The research design engineered to estimate the impact of the 2016/17 budget reforms is a microsimulation model called STINMOD+. Microsimulation modelling applies the Commonwealth Government tax and transfer rules to data at the individual and household levels. This means complex Government Tax/Transfer policies can be modelled, incorporating complex interactions between different policies. The same kind of modelling systems are used extensively by the Commonwealth Government in Australia and worldwide.
STINMOD+ is classified as a static microsimulation model, which means it estimates the ‘day after’ impact of a policy. It measures the impact of the policy without any change in behaviour, for example, a decision to change working hours after a tax change. This is the same type of model used by the Commonwealth to estimate the impact of proposed tax/transfer policies.

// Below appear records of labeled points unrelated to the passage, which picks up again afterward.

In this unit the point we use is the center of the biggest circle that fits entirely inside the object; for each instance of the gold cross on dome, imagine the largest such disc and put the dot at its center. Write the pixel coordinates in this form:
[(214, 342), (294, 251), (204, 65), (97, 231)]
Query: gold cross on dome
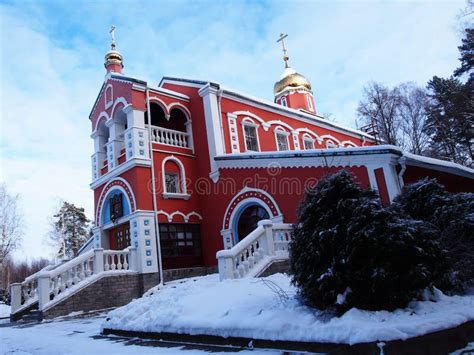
[(112, 34), (282, 40)]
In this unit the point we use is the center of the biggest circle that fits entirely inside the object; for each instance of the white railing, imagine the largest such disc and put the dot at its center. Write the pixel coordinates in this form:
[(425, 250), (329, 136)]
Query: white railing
[(249, 257), (169, 137), (54, 281)]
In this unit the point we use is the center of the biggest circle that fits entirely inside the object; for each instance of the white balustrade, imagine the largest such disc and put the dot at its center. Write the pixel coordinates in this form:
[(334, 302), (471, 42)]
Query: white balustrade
[(169, 137), (55, 280), (268, 242)]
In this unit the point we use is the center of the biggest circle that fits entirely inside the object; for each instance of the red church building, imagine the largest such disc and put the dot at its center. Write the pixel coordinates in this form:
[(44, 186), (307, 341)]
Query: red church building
[(187, 168), (189, 175)]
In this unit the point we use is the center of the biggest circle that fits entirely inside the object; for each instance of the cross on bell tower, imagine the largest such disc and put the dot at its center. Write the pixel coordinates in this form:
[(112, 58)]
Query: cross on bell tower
[(113, 59), (285, 56)]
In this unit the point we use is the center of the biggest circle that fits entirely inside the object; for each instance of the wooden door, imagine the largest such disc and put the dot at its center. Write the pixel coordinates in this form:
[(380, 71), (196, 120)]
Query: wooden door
[(120, 237)]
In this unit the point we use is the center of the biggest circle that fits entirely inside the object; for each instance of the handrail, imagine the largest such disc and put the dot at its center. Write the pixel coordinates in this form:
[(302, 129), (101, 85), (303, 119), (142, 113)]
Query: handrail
[(45, 285), (250, 256), (69, 264), (244, 243)]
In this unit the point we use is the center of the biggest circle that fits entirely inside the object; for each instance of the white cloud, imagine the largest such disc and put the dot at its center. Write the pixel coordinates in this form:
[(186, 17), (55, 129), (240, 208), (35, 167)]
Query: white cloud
[(52, 53)]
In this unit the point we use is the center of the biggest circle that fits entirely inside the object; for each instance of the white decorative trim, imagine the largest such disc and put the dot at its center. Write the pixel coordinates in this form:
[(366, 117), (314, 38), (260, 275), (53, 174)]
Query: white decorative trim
[(118, 101), (312, 119), (264, 124), (103, 114), (346, 143), (213, 120), (329, 137), (182, 177), (174, 195), (103, 198), (281, 131), (129, 164), (247, 121), (233, 133), (186, 217), (107, 104), (162, 104), (280, 123)]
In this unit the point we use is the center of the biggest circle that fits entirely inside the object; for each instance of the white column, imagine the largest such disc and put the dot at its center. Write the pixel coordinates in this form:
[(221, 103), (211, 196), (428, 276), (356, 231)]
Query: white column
[(143, 238), (43, 290), (215, 140), (136, 135), (270, 244), (98, 261), (15, 294), (391, 180)]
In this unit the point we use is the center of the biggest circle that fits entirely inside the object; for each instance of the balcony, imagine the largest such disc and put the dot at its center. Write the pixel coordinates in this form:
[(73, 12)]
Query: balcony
[(170, 137)]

One advantage of this model is that it provides quick estimates of short run effects for the policy changes that do not change the economic structure significantly. However, it should not be used to estimate long term effects or for policy changes that are likely to change economic agents’ behaviour.
STINMOD+ is the successor of the original STINMOD model, a pioneering modelling system since the mid-1990s, widely used by various Commonwealth Government agencies. The latest model STINMOD+ has incorporated many new modelling techniques and has greatly improved the efficiency and the maintainability of the original code. The overhaul also makes it easier for other models we are developing to interact with STINMOD+ for future research. This has been a significant upgrade to the original STINMOD model, and will allow NATSEM to continue as one of the leading independent economic modellers in Australia.

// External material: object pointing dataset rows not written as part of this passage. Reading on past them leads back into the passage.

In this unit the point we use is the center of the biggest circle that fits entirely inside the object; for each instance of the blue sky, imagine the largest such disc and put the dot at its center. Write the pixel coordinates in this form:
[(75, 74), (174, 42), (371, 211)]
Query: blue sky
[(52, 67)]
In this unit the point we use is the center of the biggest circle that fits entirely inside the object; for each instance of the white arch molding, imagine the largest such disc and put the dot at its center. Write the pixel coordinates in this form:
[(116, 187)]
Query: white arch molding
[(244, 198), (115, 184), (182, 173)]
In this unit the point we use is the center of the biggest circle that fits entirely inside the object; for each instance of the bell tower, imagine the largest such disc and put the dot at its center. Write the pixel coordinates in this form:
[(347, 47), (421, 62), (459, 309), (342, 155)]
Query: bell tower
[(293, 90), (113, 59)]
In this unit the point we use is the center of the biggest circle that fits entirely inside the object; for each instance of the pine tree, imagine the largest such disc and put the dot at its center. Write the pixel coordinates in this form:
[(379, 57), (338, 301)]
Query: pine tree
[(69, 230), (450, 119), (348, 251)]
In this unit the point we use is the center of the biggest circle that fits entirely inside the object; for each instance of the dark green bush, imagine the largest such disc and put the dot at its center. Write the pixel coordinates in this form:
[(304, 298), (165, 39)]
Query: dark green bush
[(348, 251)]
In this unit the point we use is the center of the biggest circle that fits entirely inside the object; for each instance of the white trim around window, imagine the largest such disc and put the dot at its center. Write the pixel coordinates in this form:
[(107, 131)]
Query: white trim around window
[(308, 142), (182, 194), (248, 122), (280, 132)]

More information on microsimulation modelling can be found on the International Microsimulation Association (of which NATSEM is an affiliate) website, and in the Handbook of Microsimulation Modelling. In particular the chapter led by NATSEM staff members Dr Jinjing Li and Professor Ann Harding: Li , O’Donoghue , Loughrey and Harding (2014), Static Models, in O’Donoghue (ed.) Handbook of Microsimulation Modelling (Contributions to Economic Analysis, Volume 293), Emerald Group Publishing Limited, pp.47 – 75.
STINMOD+ is one of the very few comprehensive and working tax/transfer microsimulation models in Australia, and plays an important role in conducting independent modelling of Tax/Transfer policies in Australia. NATSEM is proud to be part of the international microsimulation community, contributing to and learning from the international literature in this field.
Statement of Independence
NATSEM has not received any funding for the modelling of the 2016/17 budget presented on this website. All modelling conducted by NATSEM for the budget 2016 has been funded internally by the University of Canberra as a service to the Australian community. NATSEM has no affiliation with any political party.